Porn, dog poop, and social media photos: the "taskers" who are scraping the internet for Meta's AI company.

Porn, dog poop, and social media photos: the "taskers" who are scraping the internet for Meta's AI company.

A company partly owned by Meta has paid tens of thousands of people to train artificial intelligence by sifting through Instagram accounts, collecting copyrighted material, and transcribing pornographic audio, the Guardian can reveal.

Scale AI, which is 49% controlled by Mark Zuckerberg’s social media empire, recruited experts in fields like medicine, physics, and economics—ostensibly to refine advanced AI systems through a platform called Outlier. Its website advertises flexible work for highly qualified individuals, inviting them to “Become the expert that AI learns from.”

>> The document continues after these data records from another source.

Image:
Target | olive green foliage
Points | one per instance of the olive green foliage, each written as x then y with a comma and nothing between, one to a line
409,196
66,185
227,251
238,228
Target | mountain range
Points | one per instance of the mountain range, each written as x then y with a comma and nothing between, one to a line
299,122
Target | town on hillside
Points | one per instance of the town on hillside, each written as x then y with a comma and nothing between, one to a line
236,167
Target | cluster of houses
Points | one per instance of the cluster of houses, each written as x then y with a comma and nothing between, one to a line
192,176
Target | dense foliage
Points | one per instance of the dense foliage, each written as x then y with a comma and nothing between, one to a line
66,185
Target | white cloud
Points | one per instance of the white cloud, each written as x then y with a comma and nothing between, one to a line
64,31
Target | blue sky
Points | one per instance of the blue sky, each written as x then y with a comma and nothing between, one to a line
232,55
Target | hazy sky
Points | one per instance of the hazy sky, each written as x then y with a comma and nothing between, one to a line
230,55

However, workers on the platform say they have been drawn into scraping a wide range of personal data from other people—a practice they describe as morally troubling and far removed from refining high-level AI.

Outlier is managed by Scale AI, a company that holds contracts with the Pentagon and U.S. defense contractors. Its CEO, Alexandr Wang, who is also Meta’s chief AI officer, was labeled by Forbes as the “world’s youngest self-made billionaire.” Its former managing director, Michael Kratsios, served as science adviser to former President Donald Trump.

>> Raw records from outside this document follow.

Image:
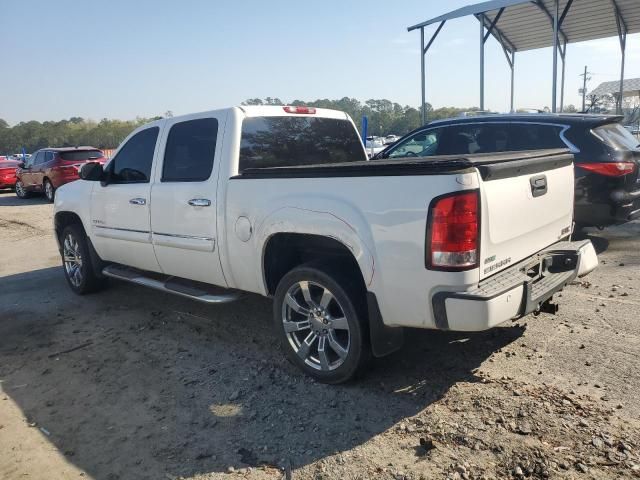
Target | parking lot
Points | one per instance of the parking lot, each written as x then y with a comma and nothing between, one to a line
132,383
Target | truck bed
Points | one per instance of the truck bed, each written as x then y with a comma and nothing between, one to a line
491,166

One U.S.-based Outlier contractor said users of Meta platforms like Facebook and Instagram would be surprised to learn how their account data—including photos of themselves and their friends—is being collected. “I don’t think people understood that there’d be somebody at a desk in a random state, looking at your [social media] profile and using it to generate AI data,” they said.

The Guardian spoke with 10 people who have worked for Outlier training AI systems, some for over a year. Many held other jobs as journalists, graduate students, teachers, or librarians. But in an economy increasingly threatened by AI, they sought the extra income. “A lot of us were really desperate,” one worker said. “Many people really needed this job, myself included, and tried to make the best of a bad situation.”

Like the growing global class of AI gig workers, most believed they were training their own replacements. One artist spoke of “internalized shame and guilt” for “contributing directly to the automation of my hopes and dreams.” They added, “As an aspiring human, it makes me angry at the system.”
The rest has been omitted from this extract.